The city plans to build a regional detention pond on the northwest side of the airport to hold and slowly release stormwater from Spring Creek and an unnamed tributary that crosses the airport's property.
Because the banks of the creeks and some emerging wetland areas will be damaged when the pond is built, the city's mitigation payments will help restore and protect stream banks and wetlands in other areas of the Osage Creek and Illinois River watersheds.
Ben Peters, director of the city Engineering Department, said the goal is to keep the floodplain of Spring Creek within its banks in the event of a 100-year flood.
Mayor Doug Sprouse explained Spring Creek is a creek that rises fast and drains fast, and, historically, it has flooded downtown.
The federal Urban Renewal project in the 1970s sought to prevent flooding by containing Spring Creek in box culverts as it ran through the city's downtown, Sprouse said. This also created Shiloh Square, a gathering place for the public.

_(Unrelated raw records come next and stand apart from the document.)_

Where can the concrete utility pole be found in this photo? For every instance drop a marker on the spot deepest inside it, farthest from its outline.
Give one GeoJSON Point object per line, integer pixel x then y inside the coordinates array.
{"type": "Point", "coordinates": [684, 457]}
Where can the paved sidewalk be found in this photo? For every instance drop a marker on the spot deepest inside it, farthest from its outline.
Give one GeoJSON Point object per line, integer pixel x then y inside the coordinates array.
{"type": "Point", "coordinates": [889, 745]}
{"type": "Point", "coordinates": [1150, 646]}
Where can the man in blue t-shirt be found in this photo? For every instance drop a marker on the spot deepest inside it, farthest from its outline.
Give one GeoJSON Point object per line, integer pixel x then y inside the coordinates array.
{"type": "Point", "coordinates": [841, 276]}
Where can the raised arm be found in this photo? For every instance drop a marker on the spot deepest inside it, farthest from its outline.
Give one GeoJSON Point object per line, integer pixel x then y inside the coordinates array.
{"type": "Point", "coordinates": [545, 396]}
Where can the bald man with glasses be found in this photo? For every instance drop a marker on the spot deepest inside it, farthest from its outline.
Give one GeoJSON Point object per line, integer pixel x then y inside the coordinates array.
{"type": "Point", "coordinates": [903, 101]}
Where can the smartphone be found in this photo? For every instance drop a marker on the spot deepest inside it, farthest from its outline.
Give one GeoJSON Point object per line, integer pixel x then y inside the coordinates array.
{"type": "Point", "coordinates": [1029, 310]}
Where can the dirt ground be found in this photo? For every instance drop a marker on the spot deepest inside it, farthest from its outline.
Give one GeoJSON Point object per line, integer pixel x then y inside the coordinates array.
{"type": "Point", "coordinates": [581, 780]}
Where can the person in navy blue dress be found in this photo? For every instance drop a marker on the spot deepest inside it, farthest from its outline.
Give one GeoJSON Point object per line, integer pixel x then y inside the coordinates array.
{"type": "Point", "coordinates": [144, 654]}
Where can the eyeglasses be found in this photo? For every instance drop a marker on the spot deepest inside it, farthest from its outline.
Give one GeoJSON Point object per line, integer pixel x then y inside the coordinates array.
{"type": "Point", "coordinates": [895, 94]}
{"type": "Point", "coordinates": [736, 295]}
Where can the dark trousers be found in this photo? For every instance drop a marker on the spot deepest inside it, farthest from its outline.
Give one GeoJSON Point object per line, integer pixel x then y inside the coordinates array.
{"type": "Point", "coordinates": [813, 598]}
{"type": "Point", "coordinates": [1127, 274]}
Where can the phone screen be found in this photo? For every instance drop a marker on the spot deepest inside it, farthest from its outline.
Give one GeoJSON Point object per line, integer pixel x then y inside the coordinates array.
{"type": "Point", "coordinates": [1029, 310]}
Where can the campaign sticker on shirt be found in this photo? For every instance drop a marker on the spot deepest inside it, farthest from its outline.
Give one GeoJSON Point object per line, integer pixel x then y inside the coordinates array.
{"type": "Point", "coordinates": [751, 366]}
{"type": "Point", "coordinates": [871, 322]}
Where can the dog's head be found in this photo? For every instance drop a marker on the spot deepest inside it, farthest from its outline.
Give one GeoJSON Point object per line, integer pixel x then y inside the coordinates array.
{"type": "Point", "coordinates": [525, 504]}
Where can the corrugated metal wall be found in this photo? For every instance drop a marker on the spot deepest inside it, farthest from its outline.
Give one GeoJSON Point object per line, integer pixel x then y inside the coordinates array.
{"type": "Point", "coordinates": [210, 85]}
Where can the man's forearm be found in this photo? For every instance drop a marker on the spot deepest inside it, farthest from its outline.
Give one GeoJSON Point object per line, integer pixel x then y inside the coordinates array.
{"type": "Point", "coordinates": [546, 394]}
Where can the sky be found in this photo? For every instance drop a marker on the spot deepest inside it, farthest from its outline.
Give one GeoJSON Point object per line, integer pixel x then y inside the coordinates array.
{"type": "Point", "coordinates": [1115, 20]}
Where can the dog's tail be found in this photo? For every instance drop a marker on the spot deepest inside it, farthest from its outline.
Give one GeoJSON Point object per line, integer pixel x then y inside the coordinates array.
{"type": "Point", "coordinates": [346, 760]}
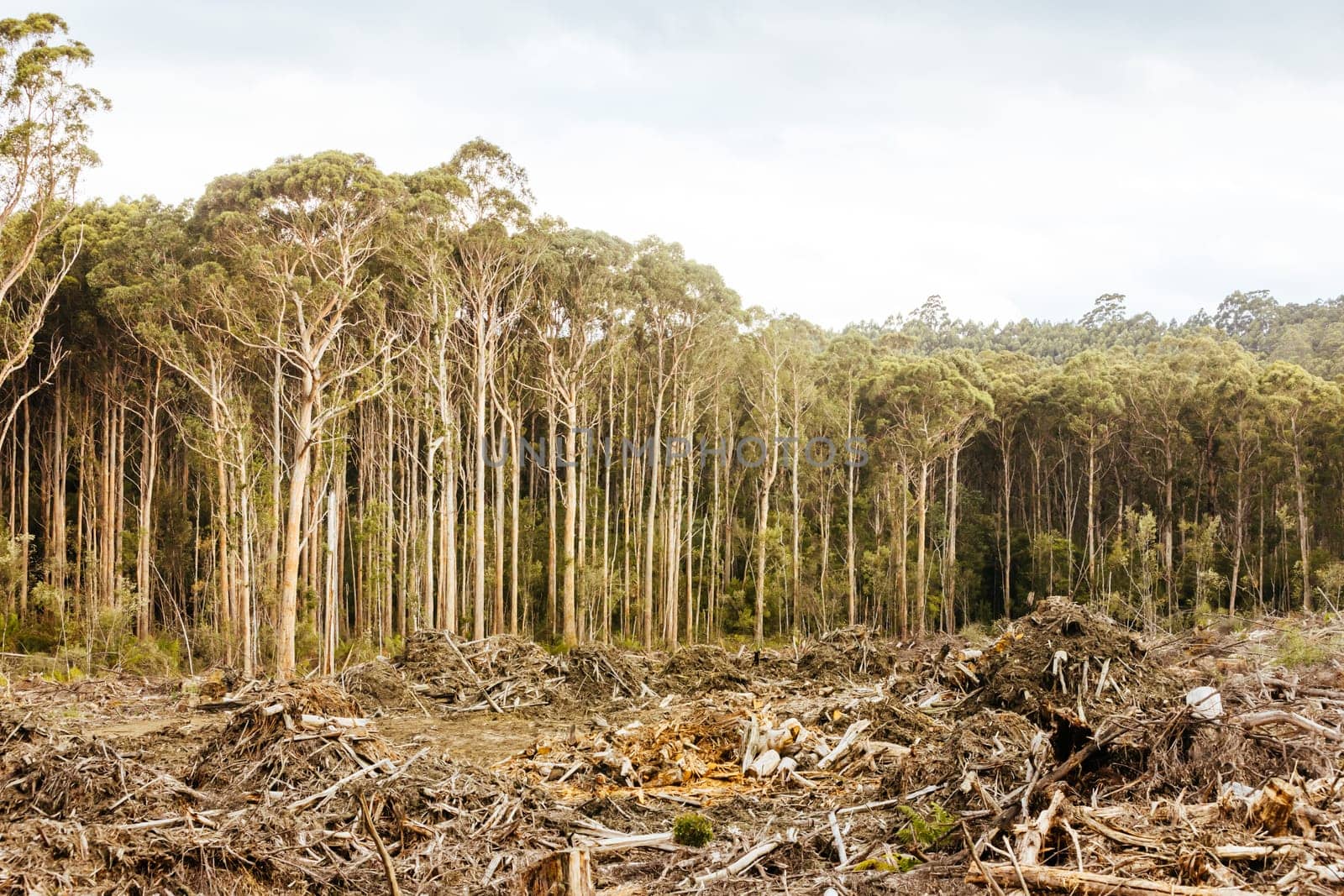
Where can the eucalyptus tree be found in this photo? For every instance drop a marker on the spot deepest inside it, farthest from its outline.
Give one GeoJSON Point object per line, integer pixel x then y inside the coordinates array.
{"type": "Point", "coordinates": [848, 362]}
{"type": "Point", "coordinates": [302, 235]}
{"type": "Point", "coordinates": [672, 298]}
{"type": "Point", "coordinates": [1010, 379]}
{"type": "Point", "coordinates": [1085, 389]}
{"type": "Point", "coordinates": [1294, 403]}
{"type": "Point", "coordinates": [931, 407]}
{"type": "Point", "coordinates": [44, 149]}
{"type": "Point", "coordinates": [491, 268]}
{"type": "Point", "coordinates": [425, 246]}
{"type": "Point", "coordinates": [578, 281]}
{"type": "Point", "coordinates": [1159, 391]}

Modern efforts to revitalize the city's downtown area started about 20 years ago, with the removal of some of the culverts to open or "daylight" part of the creek bed. Retaining walls for the creek floods helped create Turnbow Park, Sprouse said.
Today, maps from the Federal Emergency Management Agency show that in a 100-year flood the creek waters would leave the banks near Emma Avenue -- the heart of the downtown area. The floodplain stretches through Luther George Park further down Emma.
And near the site where Spring Creek leaves the airport, several houses and the Razorback Greenway lie deep within the flood areas. That area south of Emma Avenue is set for redevelopment, but developers can't get funding or commit to projects with the land in the flood zone, Sprouse said.
"There's millions of dollars of development waiting on the new maps," he said.
Sprouse said the city was not expecting the requirement to buy the mitigation credits.
The city's Airport Commission in 2019 approved the pond, and the City Council quickly followed with its approval.
And the city has been waiting since for permission from the U.S. Army Corps of Engineers to build the pond.
The Corps determined the creeks are waters of the United States -- generally meaning they are navigable -- putting them under its jurisdiction, Peters said.
The city two years ago received a bid of $800,000 to build the pond project, but Sprouse said it likely will cost more now.
The city received a $300,000 mitigation grant from the Arkansas Department of Emergency Management to help pay for the detention pond, he said.
Then the Corps proffered the city a permit if it bought mitigation credits, Peters said.
The city will buy 2.77 watershed credits for $55,784 from Watershed Conservation Resource Center in Fayetteville.
The city will buy 3.69 stream bank credits for $55,400 from the Streamworks Mitigation Services of Little Rock.
Watershed Conservation Resource Center is a nonprofit in Fayetteville that works with landowners for watershed management through restoring ecological features such as stream banks and riparian habitat, explained Sandi Formica, executive director of the program.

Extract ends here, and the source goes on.